Segundo o biólogo Israel Moreira, da Diretoria de Vigilância Ambiental (Dival) da Secretaria de Saúde (SES-DF), apesar da alta incidência desses insetos no DF, acidentes são raros porque as lagartas preferem áreas silvestres. A população deve reportar avistamentos para auxiliar a coleta de amostras, fundamental para a produção de antídotos — o Brasil é o único produtor do Soro Antilonômico (SALon), utilizado no tratamento contra o veneno da lagarta Lonomia.
Entre as espécies que representam risco está a lagarta-cachorrinho, cujas cerdas longas e sedosas liberam veneno que causa inchaço, vermelhidão, dor e sensação de queimação. Já a Lonomia, de cerdas ramificadas, pode ocasionar hemorragias graves e até levar à morte, sendo considerada de maior relevância para a saúde pública.
Os primeiros casos de acidentes com Lonomia no DF foram registrados em 2018 em diversas regiões administrativas.
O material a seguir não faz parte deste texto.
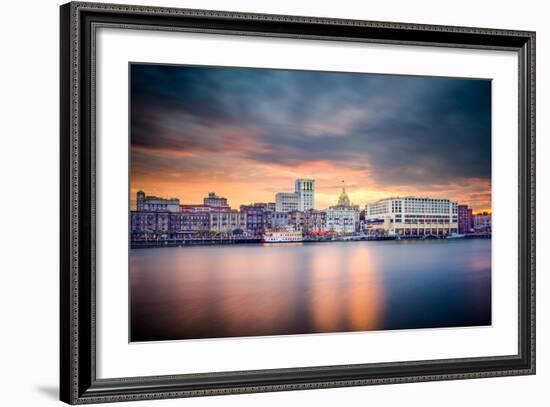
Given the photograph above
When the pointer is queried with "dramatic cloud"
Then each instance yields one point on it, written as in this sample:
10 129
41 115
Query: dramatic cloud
247 133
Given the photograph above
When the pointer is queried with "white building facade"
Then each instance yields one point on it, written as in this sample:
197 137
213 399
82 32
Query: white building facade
305 188
302 199
344 217
154 204
287 201
412 216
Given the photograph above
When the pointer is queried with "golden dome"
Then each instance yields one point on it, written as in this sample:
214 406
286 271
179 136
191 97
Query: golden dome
344 199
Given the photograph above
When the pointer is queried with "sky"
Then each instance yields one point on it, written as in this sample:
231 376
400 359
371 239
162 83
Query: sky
248 133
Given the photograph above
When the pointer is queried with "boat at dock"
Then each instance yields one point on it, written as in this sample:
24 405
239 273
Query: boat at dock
283 236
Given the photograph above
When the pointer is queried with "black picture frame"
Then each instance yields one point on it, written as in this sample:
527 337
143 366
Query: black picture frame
78 381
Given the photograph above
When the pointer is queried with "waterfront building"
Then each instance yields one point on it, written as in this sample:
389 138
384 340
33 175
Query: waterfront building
315 221
310 221
156 204
149 225
185 224
465 219
257 216
483 222
202 208
227 221
412 216
287 201
305 189
215 201
282 235
278 220
302 199
343 217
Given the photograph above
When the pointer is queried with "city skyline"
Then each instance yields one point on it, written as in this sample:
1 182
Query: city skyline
316 207
246 134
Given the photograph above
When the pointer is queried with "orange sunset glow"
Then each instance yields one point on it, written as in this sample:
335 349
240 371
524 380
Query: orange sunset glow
247 134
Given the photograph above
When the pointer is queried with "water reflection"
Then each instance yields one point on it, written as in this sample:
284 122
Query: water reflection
254 290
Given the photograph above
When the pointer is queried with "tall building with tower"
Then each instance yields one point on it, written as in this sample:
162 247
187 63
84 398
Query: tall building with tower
302 199
305 189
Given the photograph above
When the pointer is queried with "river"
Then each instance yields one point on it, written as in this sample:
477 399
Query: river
297 288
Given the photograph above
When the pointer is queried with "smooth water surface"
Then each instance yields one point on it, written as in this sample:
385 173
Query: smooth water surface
296 288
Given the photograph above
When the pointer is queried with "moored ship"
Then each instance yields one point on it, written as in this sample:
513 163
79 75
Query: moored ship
282 236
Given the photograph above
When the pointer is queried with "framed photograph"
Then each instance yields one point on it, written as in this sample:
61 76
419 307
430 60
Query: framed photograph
255 203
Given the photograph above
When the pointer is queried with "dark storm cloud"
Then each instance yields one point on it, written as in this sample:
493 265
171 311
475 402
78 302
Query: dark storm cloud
402 130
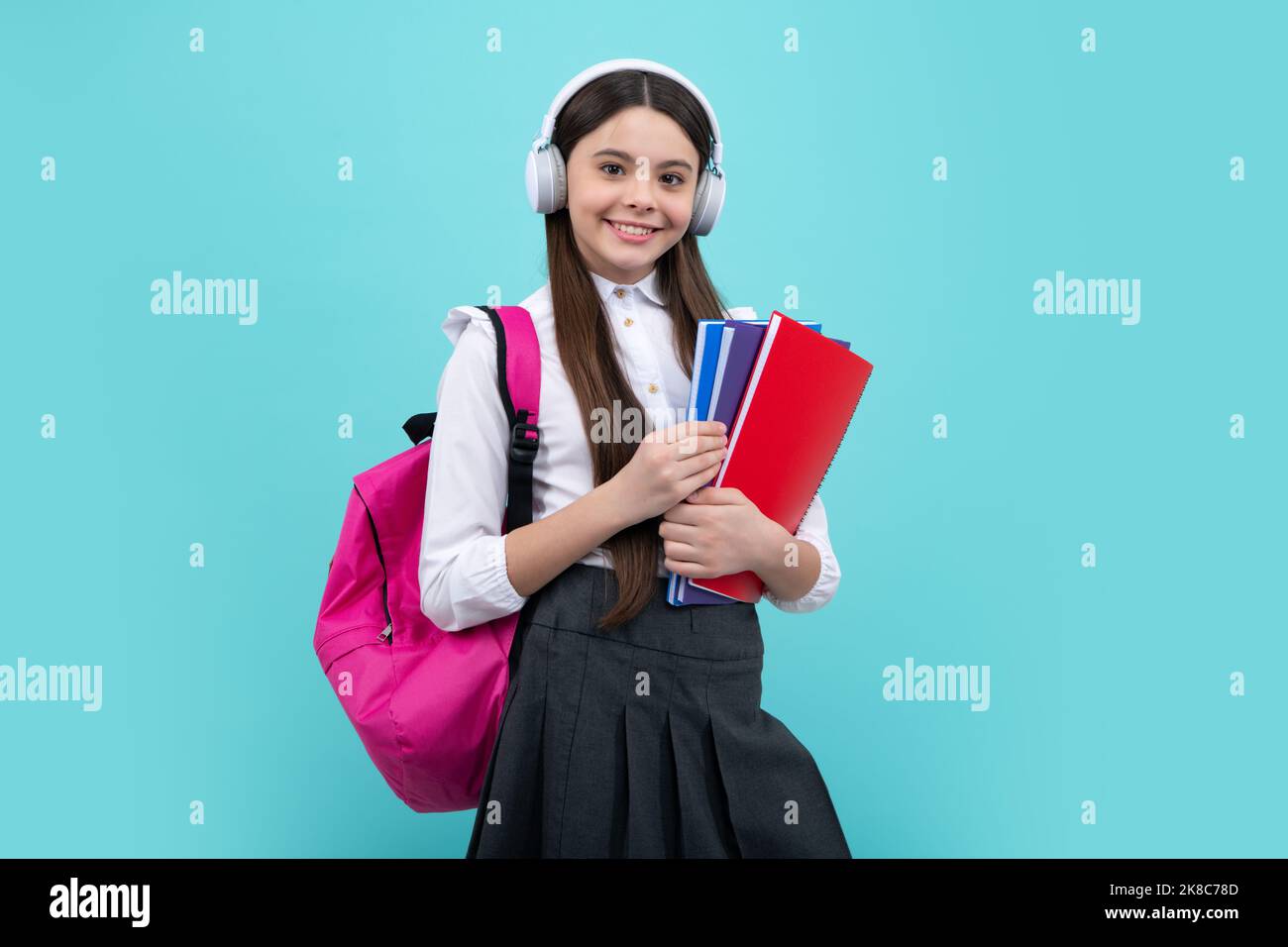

Em 2024, segundo boletim epidemiológico, esses acidentes somaram 1% das mais de quatro mil ocorrências com animais peçonhentos, com apenas três casos necessitando de soroterapia.
A Dival não utiliza inseticidas para controle, preferindo recolher apenas espécies perigosas e preservar as inofensivas por seu papel ecológico. Para identificação, recomenda-se contatar os Núcleos Regionais de Vigilância Ambiental em Saúde. Em caso de acidente, é necessário procurar atendimento médico e acionar o Centro de Informação e Assistência Toxicológica (CIATox).